Later, we will build on this more on the practical side, but these concepts are very important for making sense of the more practical aspects of fixing things in git.
This deep dive in git is to help you build a correct, flexbile understanding of git so that you can use it independently and efficiently. The plumbing commands do not need to be a part of your daily use of git, but they are the way that we can dig in and see what actually happens when git creates a commit.
this is also to serve as an example method you could apply in understanding another complex system
Inspecting a system’s components is a really good way to understand it and correctly understanding it will impact your ability to ask good questions and even look up the right thing to do when you need to fix things.
Also, looking at the parts of git is a good way to reinforce specific design patterns that are common in CS in a practical way. This means that today we will also:
review and practice with the bash commands we have seen so far
see a practical example of hashing
reinforce through examples what a pointer does
Navigate to your folder for class
ls
fall24-brownsarahm tiny-book
gh-inclass-brownsarahm
it should have your other repos
and, not be a git repo, we can confirm with:
git status
fatal: not a git repository (or any of the parent directories): .git
In contrast, if we are in a repo
cd fall24-brownsarahm/
git status
On branch main
Your branch is up to date with 'origin/main'.
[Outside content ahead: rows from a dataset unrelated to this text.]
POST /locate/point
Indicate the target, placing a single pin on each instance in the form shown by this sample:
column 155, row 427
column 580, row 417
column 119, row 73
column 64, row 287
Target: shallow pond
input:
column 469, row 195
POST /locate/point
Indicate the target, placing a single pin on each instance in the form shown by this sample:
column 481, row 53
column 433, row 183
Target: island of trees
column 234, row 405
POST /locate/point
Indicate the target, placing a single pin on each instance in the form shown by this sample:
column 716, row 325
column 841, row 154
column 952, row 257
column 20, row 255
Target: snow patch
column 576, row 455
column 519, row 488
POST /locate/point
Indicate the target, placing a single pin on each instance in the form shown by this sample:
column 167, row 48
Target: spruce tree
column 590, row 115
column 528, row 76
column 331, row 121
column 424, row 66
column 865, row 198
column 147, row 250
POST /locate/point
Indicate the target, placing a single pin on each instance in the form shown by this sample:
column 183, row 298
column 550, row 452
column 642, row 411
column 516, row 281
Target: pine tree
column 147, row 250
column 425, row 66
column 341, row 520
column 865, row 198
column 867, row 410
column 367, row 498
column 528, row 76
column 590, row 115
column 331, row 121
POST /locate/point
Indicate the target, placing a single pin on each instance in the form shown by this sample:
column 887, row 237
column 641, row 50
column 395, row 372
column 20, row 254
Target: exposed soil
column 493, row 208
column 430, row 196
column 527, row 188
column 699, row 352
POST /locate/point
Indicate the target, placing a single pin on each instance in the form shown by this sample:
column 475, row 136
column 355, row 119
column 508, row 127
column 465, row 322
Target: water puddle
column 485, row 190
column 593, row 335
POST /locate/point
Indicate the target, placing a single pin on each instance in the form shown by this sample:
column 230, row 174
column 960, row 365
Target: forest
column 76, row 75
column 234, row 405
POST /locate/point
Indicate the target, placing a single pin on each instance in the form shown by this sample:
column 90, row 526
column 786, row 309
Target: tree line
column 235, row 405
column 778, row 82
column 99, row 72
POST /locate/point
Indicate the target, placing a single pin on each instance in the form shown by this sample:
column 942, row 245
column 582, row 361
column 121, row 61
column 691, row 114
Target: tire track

nothing to commit, working tree clean
the command works
If yours worked, go up one level to be out of a repo:
cd ../
git status
fatal: not a git repository (or any of the parent directories): .git
Important
Today there were a lot of prismia comprehension check questions.
If you struggled with them, you should be sure to check that you now understand the correct answer
12.1. Creating a repo from scratch#
We can create an empty repo from scratch using git init <path>
Last time we used an existing directory like git init .
because we were working in the directory that already existed
Today we will create a new directory called test
and initialize it as a repo at the same time:
git init test
hint: Using 'master' as the name for the initial branch. This default branch name
hint: is subject to change. To configure the initial branch name to use in all
hint: of your new repositories, which will suppress this warning, call:
hint:
hint: git config --global init.defaultBranch <name>
hint:
hint: Names commonly chosen instead of 'master' are 'main', 'trunk' and
hint: 'development'. The just-created branch can be renamed via this command:
hint:
hint: git branch -m <name>
Initialized empty Git repository in /Users/brownsarahm/Documents/inclass/systems/test/.git/
I get this message again, see context from previous class
We can see what it did by first looking at the working directory
ls
fall24-brownsarahm test
gh-inclass-brownsarahm tiny-book
it made a new folder named as we said
and we can go into that directory
cd test/
it is empty as expected:
ls
and then rename the branch
git branch -m main
To clarify we will look at the status
git status
Notice that there are no commits, and no origin.
On branch main
No commits yet
nothing to commit (create/copy files and use "git add" to track)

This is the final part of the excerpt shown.